Leslie can attest to the fact that when I was in Baltimore with her, and we stopped by the NSA museum, I was ecstatic to get to touch and play with an original Enigma rotor machine. Right behind it were the bombes that the English in Bletchly Park to crack the original code (they were led by Alan Turing himself).

Maybe the next time I have $150 lying around.

this page is coming to you from palo alto

If you’re reading this, then I’ve succeeded in moving www.overt.org over to the new server! Also, gallery now lives here, too. I’m trying to incrementally move things over to avoid any big explosions. In the next few days I’m going to do the trickiest switch: moving everyone’s email over. I’ll make sure to let everyone who uses overt for email know before that happens, though.

a new overt

So, the time has finally come for me to move overt to another server, one I actually pay for. I ended up picking ServePath (www.servepath.com) for hosting, and it seems to be working out well so far.

The process of moving all the mail and web and what not over to the new server is somewhat arduous, which is why I left a couple of months for it to happen. It’s been consuming a lot of my free time recently, but it’s really a kind of recreation for me anyway (no, really).

When the time comes to actually make the switch, I’ll figure out a plan for letting everyone know about any possible downtime.

wine tasting in santa cruz

Today we went wine tasting in Santa Cruz.

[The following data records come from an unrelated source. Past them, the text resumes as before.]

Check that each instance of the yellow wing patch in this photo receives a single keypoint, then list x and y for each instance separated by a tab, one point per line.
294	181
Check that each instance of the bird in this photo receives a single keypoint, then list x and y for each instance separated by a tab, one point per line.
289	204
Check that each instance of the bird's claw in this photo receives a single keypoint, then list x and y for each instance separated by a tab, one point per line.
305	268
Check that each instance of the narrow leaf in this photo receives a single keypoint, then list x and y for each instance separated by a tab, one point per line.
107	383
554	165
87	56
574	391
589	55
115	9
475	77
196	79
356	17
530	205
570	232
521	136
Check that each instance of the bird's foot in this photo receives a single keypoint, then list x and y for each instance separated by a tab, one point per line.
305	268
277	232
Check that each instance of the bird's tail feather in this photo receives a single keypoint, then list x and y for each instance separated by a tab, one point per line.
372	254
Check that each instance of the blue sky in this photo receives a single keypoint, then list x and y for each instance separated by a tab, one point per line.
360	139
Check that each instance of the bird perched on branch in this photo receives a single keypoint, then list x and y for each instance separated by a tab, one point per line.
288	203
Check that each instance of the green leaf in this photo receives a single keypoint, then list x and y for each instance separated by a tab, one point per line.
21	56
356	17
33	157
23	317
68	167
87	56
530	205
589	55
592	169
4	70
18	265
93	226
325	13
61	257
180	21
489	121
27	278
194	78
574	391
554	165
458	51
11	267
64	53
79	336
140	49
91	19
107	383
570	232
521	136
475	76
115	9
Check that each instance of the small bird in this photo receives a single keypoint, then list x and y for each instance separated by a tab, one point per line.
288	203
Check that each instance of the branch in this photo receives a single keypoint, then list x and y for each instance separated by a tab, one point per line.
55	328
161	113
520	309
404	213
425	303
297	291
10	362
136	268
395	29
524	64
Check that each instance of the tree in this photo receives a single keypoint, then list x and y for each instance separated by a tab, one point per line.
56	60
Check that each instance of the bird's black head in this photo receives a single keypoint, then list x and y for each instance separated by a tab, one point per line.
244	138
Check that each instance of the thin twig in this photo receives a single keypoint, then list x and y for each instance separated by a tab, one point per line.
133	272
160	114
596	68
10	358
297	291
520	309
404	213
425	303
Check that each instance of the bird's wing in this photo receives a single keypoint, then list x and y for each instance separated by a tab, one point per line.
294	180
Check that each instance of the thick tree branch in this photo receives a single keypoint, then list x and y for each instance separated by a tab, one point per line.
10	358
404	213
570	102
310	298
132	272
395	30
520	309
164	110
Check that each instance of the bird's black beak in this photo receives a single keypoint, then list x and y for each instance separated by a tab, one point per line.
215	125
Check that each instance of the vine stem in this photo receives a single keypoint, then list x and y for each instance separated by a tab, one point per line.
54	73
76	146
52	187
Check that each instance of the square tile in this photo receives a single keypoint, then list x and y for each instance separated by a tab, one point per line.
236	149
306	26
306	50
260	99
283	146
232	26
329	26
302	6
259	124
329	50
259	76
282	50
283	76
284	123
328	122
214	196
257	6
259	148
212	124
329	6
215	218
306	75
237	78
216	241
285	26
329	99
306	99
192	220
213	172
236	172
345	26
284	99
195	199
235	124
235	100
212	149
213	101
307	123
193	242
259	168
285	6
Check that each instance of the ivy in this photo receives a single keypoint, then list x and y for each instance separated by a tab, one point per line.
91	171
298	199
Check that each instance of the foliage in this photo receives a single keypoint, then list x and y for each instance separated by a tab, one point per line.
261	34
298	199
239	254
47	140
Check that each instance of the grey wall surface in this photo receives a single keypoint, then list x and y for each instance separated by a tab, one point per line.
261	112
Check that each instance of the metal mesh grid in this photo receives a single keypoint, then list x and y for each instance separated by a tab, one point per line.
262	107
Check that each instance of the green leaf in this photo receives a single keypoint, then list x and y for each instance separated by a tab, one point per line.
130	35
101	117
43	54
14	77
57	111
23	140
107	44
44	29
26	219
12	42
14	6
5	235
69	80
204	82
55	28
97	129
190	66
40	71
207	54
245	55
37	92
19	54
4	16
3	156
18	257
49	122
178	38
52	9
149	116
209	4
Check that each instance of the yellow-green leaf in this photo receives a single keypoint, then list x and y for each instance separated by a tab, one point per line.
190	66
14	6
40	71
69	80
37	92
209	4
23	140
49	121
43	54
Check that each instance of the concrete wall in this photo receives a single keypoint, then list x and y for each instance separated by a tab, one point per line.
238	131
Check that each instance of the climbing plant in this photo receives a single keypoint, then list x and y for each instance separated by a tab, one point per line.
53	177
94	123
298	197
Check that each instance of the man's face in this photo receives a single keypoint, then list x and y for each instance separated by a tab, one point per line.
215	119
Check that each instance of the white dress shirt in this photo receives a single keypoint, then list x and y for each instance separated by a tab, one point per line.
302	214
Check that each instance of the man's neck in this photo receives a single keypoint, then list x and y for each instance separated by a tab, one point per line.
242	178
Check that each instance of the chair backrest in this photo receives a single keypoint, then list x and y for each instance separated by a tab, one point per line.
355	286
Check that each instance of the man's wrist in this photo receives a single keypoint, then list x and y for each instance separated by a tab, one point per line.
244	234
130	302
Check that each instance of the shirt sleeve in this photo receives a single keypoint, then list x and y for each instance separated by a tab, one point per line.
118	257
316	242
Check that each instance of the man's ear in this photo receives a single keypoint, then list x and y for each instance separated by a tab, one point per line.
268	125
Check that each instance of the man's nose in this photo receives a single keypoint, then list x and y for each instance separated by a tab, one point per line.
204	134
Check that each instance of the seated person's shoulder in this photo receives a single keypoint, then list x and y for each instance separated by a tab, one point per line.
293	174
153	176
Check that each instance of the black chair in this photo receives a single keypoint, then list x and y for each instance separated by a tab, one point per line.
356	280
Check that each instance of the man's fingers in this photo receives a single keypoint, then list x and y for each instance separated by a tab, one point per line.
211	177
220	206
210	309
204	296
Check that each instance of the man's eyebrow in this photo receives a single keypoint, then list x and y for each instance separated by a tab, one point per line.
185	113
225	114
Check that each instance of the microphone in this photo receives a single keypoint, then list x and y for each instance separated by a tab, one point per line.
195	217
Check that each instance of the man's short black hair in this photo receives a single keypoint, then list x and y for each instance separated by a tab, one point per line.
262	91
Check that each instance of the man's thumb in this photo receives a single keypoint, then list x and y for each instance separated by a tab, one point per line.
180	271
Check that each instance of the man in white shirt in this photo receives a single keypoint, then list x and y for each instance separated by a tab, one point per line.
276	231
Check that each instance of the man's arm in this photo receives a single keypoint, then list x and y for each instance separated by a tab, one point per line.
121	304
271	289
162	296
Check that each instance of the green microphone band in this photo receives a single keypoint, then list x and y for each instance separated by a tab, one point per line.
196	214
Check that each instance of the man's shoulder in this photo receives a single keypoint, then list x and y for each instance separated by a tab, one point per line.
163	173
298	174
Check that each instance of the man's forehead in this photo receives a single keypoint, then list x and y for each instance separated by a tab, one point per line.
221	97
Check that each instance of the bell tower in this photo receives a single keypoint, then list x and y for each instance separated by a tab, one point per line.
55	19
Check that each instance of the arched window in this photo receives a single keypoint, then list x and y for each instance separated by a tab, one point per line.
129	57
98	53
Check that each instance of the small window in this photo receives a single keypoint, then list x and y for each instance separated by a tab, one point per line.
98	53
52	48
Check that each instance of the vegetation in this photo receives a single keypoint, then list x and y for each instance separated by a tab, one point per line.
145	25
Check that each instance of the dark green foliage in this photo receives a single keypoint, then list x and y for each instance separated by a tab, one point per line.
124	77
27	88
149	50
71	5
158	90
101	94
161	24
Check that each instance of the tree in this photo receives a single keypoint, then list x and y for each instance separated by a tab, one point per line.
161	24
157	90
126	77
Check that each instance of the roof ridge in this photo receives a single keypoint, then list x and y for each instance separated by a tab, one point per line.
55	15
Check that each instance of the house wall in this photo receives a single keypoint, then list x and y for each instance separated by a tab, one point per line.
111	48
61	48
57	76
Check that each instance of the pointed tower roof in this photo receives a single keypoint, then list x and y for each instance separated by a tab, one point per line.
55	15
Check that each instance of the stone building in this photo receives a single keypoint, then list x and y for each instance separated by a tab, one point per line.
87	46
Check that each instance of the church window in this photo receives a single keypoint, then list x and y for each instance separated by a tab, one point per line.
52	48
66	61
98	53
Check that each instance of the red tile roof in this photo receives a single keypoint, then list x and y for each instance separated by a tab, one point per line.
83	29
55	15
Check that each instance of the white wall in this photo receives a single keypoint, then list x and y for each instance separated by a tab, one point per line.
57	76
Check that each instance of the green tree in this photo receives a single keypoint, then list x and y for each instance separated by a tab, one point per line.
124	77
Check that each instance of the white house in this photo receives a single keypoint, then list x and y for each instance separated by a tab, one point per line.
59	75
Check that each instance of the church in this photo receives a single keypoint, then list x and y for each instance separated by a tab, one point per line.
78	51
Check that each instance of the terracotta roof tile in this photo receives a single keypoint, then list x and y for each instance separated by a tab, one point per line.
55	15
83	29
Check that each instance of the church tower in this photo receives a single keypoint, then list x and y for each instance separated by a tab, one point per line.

This might come as a bit of a surprise to those of you who already know that I don’t really like wine. Still, it seemed like something local and fun that we could do to get out on the weekend and breakup the monotony.

If you know anything about American wine, you’re probably wondering, “Why did they go to Santa Cruz instead of Napa Valley? Isn’t Santa Cruz just a bunch of old hippies and surf bums?” Both good questions. To answer the second, Santa Cruz has not only hippies and surfers, but also expensive boutiques and a some wineries (quite a few, acutally). To answer the first, we were too lazy to drive all the way up to Napa. Some day we will.

The place we went to is called “Bonny Doon Winery.” Now, I should say before I go any further that Santa Cruz styles itself as the “anti-Napa,” and proudly flouts conventional wine-making wisdom. Most of this irreverence was lost on me as someone who doesn’t know any of said conventional wisdom. But in any case, we had a lot of fun. The way it’s set up is each week they pick a new selection of wines (seven or so), then you come lean on a bar and a helpful staffer walks you through each one, describing it. They started us with a pink wine that was actually very good called “vin gris de cigare” which means “gray wine of cigar” (tricky, eh?). It’s called cigar because it’s a type taken from a place in france where it’s forbidden by law to land flying saucers (“cigars”) in vineyards. Ha! Very funny, isn’t it? We then went to a sushi white wine, which I also actually liked, then through some darker red, bitter stuff that I can take or leave, eventually finishing with some dessert wines. First, some sparkling red stuff so sweet that it could have come from a coke machine; it was aptly described as “a strawberry nehi spiked with vodka.” Then a rasperry concoction (framboise) that we actually drank out of chocolate cups (themselves aptly called “snobinettes”). We ended up with a bottle each of the pink, the white, and a fancy red.